By Lori Solomon HealthDay Reporter

MONDAY, June 17, 2024 (HealthDay News) — Patients with neuroglial tumors are ideal epilepsy surgical candidates, with good long-term outcomes observed, according to a study published online May 22 in Frontiers in Neurology.

Attila Rácz, M.D., Ph.D., from the University Hospital Bonn in Germany, and colleagues evaluated long-term outcomes and potential influencing factors among 107 patients who underwent surgery for neuroglial tumors (2001 to 2020) at a single institution.
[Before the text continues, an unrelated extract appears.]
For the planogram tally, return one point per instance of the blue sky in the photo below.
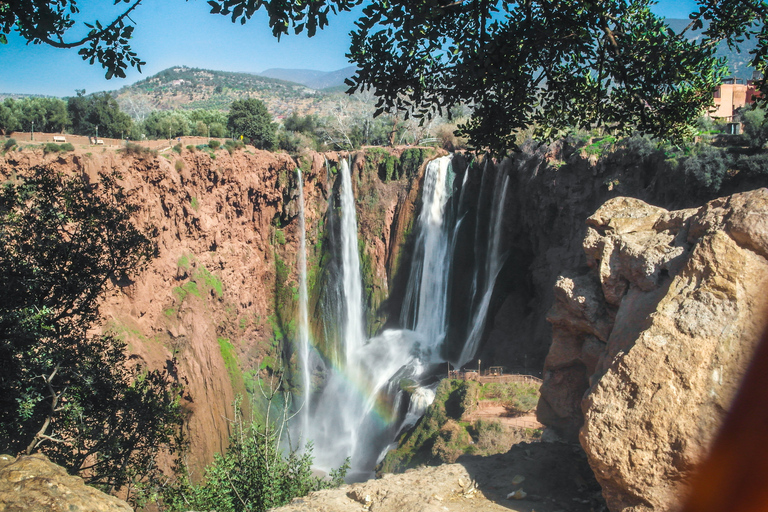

The researchers found that 75 percent of the patients who underwent surgery achieved complete freedom from seizures at 12 months and 56 percent achieved complete freedom from seizures at the last follow-up visit (70.4 months; median: 40 months). For both 12-month follow-up outcomes and the longest available outcomes, completeness of resection was a crucial factor, while there was no consistent impact on postsurgical outcomes for lobar tumor localization, histology (ganglioglioma versus dysembryoplastic neuroepithelial tumor), history of bilateral tonic-clonic seizures prior to surgery, invasive diagnostics, side of surgery (dominant versus nondominant hemisphere), age at epilepsy onset, age at surgery, or epilepsy duration. Patients who underwent lesionectomy and lesionectomy with hippocampal resection showed similar outcomes.

“Neuroglial tumors present as excellent surgical substrates in treating structural epilepsy,” the authors write. “To achieve an optimal postsurgical outcome, a complete lesion resection should be pursued whenever possible.”